Unless you consider that on the matter of integrity, Serena feels particularly aggrieved. Earlier in the year, she sounded off on the ITF for what she perceived to be overly zealous drug testing — testing at a level that only she was subject to. Was she being punished for being great? For notching such impressive results so soon after giving birth? For being a great black athlete? All three?
At the US Open, Serena’s grievances go back more than a decade. The Washington Post has impressively collected all of them here.
It’s worth noting that in each circumstance, Serena was losing the match. I point this out not to suggest Serena is just a sore loser (though plenty have reasonably made that argument), but that being on the brink of defeat, in a match she is expected to win, in front of celebrity friends and family, ratchets up the stress on her. Being the heavy favorite in every match you play is its own burden, one that comes with the privilege of being the best in the world.
Heavy is the crown, indeed.
During Saturday’s final, chair umpre Carlos Ramos certainly could have done more to diffuse the situation. His adherence to the rules was technically sound. “Coaching” and verbal abuse are at the umpire’s discretion, and racquet abuse, which resulted in Serena’s second violation, is an automatic penalty. After issuing the first violation for coaching, Ramos didn’t really have a choice but to hand out the second violation once she obliterated her racquet.
The accumulation of all three violations is what led to a game game deduction, a rare but not unprecedented event in a Grand Slam match. Ask John McEnroe.
Where matters get murky is the third infraction.

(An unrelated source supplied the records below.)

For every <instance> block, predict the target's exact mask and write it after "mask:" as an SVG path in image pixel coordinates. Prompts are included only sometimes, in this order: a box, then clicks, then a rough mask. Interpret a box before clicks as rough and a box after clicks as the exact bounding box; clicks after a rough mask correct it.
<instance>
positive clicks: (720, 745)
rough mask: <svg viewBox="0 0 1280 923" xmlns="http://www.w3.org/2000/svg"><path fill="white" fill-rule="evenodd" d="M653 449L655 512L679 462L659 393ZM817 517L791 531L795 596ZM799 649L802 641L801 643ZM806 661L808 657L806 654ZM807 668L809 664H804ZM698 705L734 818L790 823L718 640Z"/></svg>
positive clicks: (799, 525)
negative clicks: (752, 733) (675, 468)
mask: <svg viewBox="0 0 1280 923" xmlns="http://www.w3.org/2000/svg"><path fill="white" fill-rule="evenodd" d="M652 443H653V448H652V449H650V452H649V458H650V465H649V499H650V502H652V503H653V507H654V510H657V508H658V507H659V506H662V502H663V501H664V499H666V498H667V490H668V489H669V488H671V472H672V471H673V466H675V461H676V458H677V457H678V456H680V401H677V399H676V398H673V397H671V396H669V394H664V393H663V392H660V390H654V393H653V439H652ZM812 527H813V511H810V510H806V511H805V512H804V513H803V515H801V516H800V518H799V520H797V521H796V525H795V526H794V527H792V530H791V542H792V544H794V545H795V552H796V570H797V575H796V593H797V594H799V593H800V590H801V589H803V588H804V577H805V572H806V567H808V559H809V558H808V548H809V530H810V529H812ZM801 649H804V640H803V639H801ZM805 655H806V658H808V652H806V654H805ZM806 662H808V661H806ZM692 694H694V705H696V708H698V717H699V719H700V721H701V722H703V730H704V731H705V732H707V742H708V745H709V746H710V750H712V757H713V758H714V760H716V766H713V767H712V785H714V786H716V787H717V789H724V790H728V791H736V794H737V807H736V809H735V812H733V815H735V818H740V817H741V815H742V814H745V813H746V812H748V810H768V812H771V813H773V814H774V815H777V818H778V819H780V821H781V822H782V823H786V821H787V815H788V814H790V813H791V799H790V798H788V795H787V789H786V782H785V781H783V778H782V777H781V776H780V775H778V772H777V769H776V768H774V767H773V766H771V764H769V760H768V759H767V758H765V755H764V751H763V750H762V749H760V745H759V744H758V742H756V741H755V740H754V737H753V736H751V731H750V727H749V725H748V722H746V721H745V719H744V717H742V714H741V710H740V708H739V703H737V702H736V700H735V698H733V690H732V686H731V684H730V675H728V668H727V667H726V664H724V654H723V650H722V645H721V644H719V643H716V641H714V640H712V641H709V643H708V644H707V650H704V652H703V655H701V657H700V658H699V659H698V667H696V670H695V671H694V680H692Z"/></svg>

While Serena’s assertion that men have said worse and never lost a game because of it is 100% correct, the rule clearly states that where it concerns attacking an umpire’s integrity, that’s a punishable offense. Calling Ramos a “liar” and a “thief” who “stole” a point from her (which technically Serena cost herself when she smashed her racquet and got the second violation) certainly counts as an attack on his integrity. That’s the difference between Nick Kyrgios, who himself has received plenty of code violations and point deductions, directing an obscenity in the umpire’s direction, and what Serena said. The former is common obscenity, the latter addresses the umpire’s integrity.

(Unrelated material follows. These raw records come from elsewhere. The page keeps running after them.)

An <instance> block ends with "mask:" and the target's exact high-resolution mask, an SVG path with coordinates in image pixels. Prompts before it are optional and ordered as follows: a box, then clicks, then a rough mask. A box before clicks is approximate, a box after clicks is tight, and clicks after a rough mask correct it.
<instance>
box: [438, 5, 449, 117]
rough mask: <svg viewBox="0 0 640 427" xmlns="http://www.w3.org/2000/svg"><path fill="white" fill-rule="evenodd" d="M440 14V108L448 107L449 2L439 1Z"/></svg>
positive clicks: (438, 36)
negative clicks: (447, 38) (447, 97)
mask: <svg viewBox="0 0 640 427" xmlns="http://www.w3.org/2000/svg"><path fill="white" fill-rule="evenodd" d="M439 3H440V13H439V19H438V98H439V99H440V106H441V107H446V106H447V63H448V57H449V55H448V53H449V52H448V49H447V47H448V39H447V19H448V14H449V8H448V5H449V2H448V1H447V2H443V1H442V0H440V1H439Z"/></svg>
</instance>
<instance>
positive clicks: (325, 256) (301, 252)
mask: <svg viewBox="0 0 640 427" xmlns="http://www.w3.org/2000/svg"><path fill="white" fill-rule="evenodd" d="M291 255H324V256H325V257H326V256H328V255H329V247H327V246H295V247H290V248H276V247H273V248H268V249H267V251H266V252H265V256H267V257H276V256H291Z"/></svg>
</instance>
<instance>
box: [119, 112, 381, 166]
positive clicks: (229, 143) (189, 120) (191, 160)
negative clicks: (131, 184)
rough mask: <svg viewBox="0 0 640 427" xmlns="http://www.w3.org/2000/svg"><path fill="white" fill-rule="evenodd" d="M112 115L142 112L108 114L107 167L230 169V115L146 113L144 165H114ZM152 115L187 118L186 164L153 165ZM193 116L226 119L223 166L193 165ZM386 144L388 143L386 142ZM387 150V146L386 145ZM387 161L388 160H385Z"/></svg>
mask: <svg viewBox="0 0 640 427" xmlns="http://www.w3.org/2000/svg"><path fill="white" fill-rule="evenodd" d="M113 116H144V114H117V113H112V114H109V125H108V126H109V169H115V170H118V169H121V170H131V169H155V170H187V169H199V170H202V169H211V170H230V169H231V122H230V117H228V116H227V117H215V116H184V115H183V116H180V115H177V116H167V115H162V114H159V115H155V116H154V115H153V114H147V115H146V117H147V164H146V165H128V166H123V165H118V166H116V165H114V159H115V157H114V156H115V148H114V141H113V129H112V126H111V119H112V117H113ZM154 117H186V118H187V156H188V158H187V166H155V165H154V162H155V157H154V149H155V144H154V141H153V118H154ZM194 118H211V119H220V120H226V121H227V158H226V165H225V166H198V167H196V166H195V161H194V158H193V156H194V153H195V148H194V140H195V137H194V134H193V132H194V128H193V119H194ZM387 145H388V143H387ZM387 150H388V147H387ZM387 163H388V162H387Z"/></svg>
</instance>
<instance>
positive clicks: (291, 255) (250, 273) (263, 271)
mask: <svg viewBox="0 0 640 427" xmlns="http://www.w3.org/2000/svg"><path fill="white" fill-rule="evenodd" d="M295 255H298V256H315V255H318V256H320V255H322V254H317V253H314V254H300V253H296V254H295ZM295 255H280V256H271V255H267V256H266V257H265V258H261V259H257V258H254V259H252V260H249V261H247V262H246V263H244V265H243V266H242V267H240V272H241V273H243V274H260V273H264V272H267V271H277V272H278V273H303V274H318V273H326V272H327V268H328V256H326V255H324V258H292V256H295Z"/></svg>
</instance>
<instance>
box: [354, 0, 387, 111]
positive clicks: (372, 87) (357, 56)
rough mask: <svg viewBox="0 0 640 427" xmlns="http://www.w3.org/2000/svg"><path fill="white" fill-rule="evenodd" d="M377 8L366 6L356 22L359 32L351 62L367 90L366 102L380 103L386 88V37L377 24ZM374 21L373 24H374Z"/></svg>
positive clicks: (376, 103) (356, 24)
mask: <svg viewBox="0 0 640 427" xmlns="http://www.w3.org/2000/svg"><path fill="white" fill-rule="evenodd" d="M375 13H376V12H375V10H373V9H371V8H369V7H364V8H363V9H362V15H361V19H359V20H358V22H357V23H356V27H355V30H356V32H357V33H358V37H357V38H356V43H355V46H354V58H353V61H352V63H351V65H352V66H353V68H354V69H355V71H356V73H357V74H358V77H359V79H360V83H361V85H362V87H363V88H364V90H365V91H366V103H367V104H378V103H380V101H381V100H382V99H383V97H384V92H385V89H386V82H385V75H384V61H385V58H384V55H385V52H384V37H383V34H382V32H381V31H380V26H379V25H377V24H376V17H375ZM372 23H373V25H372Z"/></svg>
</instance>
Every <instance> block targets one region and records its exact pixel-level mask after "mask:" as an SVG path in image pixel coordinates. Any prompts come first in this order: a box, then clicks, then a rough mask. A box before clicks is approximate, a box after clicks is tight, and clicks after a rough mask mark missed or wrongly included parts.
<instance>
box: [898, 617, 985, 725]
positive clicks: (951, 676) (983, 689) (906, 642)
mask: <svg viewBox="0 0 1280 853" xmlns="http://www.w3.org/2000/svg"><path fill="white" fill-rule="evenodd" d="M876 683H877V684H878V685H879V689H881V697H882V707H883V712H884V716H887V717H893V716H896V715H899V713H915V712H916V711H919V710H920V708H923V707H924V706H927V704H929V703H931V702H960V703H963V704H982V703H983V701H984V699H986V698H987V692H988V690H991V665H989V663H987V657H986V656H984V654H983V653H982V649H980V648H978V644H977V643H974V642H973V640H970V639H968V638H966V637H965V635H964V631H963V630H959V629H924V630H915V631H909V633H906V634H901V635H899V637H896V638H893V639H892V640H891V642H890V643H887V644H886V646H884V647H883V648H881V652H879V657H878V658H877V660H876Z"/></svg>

As many have pointed out, Ramos might be in less hot water if he had simply told Serena, explicitly, that if she continued her attack on him after her second violation, it could cost her a game. She might have let it go at that point.
Instead, days later, we’re still debating Serena’s plight over Osaka’s achievement as the first Japanese or Haitian player to win a Slam.
As she listened to the cascade of boos raining down from the rafters on Arthur Ashe stadium Saturday, Osaka lowered her visor over her eyes, like she was covering shame when she should have felt pride. That’s the biggest unintended consequence of all.